Nicht ganz so lässig ist Edin Hasanovic als Rafael, der sich in dramatischen Szenen etwas zu sehr bemüht. Peter Simonischek (großartig in Toni Erdmann) bekommt als demenzkranker Vater von Ricky nicht viel zu tun und ist nicht mehr als eine Randnotiz der Geschichte. Mehr Screentime bekommt hingegen Birgit Minichmayr als Polizistin Diana, die sich in bester Breaking Bad-Manier mit Drogenhändlern anlegt.
Was für eine hanebüchen, pseudoanalytische, missgünstige Kritik. Ein typischer Beitrag zum Niedermetzeln der Entwicklung des deutschen Genrekinos. Aber das ist ja nicht neu: Ausser uns Deutschen ist keiner so scharf darauf, etwas zu finden, das man möglichst runtermachen kann. Da sind die Schweden oder Franzosen weit voraus. Die haben nationalstolz in Sachen Kultur. Hier wird ein geradezu fulminanter Film einfach heruntergespielt und nicht ernstgenommen, weil er hart ist oder als “schwach” oder “undurchsichtig” abgestempelt, weil er andeutet statt auszuerzählen. Und Gott sei Dank bedient er eben nicht das Klischee, Glauben und Kriminalität in Einklang zu bringen so wie der Autor hier sich das wünscht. Nicht umsonst hat der Film Prädikat besonders wertvoll bekommen und auch dass er polarisiert, ist widerum ein Zeichen dafür, dass er alles richtig gemacht hat. Er war ein Highlight auf dem Filmfest Hamburg.
@Timm Kleine:
Erstmal vielen Dank, dass du meine Kritik gelesen hast.

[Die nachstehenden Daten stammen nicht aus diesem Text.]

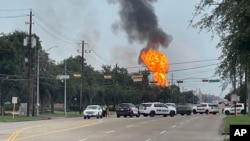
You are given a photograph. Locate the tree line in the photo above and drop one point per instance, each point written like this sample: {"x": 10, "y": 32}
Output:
{"x": 96, "y": 89}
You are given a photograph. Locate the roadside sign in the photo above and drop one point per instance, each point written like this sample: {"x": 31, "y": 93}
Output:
{"x": 234, "y": 97}
{"x": 14, "y": 100}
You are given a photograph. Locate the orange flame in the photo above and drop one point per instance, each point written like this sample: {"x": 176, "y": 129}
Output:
{"x": 157, "y": 63}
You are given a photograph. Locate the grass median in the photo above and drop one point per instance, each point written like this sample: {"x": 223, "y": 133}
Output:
{"x": 47, "y": 116}
{"x": 232, "y": 120}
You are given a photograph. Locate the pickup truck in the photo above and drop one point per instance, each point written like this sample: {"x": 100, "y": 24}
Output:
{"x": 239, "y": 107}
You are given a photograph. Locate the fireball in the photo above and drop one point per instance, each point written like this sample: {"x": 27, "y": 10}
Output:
{"x": 157, "y": 63}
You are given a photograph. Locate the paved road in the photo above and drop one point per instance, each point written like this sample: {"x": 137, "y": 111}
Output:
{"x": 189, "y": 128}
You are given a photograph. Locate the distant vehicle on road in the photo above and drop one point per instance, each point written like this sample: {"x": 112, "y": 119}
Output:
{"x": 207, "y": 108}
{"x": 171, "y": 104}
{"x": 127, "y": 109}
{"x": 156, "y": 108}
{"x": 92, "y": 111}
{"x": 238, "y": 108}
{"x": 183, "y": 110}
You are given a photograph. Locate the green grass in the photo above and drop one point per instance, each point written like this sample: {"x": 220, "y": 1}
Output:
{"x": 230, "y": 120}
{"x": 240, "y": 119}
{"x": 47, "y": 116}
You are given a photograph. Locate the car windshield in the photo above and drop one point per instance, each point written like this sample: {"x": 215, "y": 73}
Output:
{"x": 122, "y": 105}
{"x": 145, "y": 105}
{"x": 91, "y": 107}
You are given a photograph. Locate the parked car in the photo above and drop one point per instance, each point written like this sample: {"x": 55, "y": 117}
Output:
{"x": 171, "y": 104}
{"x": 92, "y": 111}
{"x": 156, "y": 108}
{"x": 127, "y": 109}
{"x": 207, "y": 108}
{"x": 238, "y": 108}
{"x": 183, "y": 110}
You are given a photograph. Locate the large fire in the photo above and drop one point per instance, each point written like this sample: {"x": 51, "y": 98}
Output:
{"x": 157, "y": 63}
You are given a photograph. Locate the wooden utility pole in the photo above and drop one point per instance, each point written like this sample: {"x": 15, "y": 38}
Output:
{"x": 30, "y": 98}
{"x": 81, "y": 93}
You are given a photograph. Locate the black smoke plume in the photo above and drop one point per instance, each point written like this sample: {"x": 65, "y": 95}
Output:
{"x": 140, "y": 23}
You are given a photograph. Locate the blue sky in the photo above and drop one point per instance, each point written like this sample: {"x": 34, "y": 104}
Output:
{"x": 64, "y": 23}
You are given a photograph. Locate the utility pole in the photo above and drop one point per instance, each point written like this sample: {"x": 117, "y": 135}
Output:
{"x": 30, "y": 98}
{"x": 81, "y": 93}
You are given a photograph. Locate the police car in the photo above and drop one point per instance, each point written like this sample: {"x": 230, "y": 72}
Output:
{"x": 156, "y": 108}
{"x": 92, "y": 111}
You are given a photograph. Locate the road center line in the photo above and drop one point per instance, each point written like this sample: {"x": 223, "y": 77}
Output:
{"x": 83, "y": 139}
{"x": 129, "y": 126}
{"x": 110, "y": 131}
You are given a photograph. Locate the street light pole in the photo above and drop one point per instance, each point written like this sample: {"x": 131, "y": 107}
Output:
{"x": 38, "y": 80}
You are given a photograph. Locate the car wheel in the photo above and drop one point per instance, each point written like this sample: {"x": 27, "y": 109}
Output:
{"x": 172, "y": 113}
{"x": 152, "y": 114}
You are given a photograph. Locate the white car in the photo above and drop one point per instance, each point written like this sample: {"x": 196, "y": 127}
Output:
{"x": 207, "y": 108}
{"x": 239, "y": 108}
{"x": 156, "y": 108}
{"x": 171, "y": 104}
{"x": 92, "y": 111}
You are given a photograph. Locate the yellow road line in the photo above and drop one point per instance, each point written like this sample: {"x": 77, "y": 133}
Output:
{"x": 56, "y": 131}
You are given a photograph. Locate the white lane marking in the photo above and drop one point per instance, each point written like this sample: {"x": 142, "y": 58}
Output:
{"x": 129, "y": 126}
{"x": 110, "y": 131}
{"x": 162, "y": 132}
{"x": 83, "y": 139}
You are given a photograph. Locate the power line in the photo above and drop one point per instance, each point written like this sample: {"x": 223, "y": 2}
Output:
{"x": 8, "y": 17}
{"x": 54, "y": 29}
{"x": 193, "y": 62}
{"x": 8, "y": 10}
{"x": 51, "y": 33}
{"x": 193, "y": 68}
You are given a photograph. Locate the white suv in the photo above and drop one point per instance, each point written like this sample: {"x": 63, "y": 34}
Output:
{"x": 156, "y": 108}
{"x": 207, "y": 108}
{"x": 239, "y": 108}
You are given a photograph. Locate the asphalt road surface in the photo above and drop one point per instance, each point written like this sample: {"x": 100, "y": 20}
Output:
{"x": 199, "y": 127}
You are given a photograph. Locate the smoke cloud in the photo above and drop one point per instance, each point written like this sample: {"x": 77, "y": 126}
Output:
{"x": 140, "y": 23}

“Hanebüchen, pseudoanalytisch, missgünstig” finde ich allerdings etwas weit gegriffen, der Film hat immerhin eine ordentliche Bewertung bekommen. Insgesamt haben wir hier auf 4001Reviews viel mehr Positives als Negatives zu deutschen Werken geschrieben. Dark finden wir alle besser als Stranger Things. Dazu kritisiere ich nicht nur “typisch deutsche” Filme, sondern auch “typisch amerikanische” Filme. ;-)

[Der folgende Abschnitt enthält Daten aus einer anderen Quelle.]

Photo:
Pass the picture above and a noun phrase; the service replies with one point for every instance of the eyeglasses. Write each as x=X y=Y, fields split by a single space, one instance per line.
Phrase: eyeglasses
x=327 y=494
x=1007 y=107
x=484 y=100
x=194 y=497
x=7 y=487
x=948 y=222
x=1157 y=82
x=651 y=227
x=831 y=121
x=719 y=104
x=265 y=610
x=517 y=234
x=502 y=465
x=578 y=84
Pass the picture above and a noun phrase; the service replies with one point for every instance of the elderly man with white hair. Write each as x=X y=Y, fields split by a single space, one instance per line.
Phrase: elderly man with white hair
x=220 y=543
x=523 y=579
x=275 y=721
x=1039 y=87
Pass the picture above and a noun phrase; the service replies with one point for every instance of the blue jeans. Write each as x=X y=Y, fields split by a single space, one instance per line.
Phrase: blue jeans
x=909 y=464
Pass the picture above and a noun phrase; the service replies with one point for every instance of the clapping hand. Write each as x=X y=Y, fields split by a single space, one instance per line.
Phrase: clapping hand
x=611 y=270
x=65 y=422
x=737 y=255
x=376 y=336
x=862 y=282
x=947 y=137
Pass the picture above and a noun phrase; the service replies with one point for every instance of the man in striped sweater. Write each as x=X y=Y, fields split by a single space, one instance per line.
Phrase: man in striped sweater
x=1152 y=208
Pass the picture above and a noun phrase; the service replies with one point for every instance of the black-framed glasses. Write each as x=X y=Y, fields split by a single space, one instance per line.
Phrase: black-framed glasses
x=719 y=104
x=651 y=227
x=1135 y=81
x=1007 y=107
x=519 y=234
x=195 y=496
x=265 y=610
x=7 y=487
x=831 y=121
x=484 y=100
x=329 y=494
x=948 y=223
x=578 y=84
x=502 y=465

Aber das war sowieso mehr eine Randnotiz, von der ich mich in der Kritik sogar einigermaßen zu distanzieren versuche. Die Schwächen des Films sind da – manche stören sie mehr, manche weniger.
“Ein Zeichen, dass er alles richtig gemacht hat” Sehe ich nicht so. Ich denke, dass ich meine Ansicht treffend beschrieben habe, ob man sie übernehmen kann ist eine andere Sache. Einem “Prädikat besonders wertvoll” darf man auch widersprechen. Ist nicht verboten.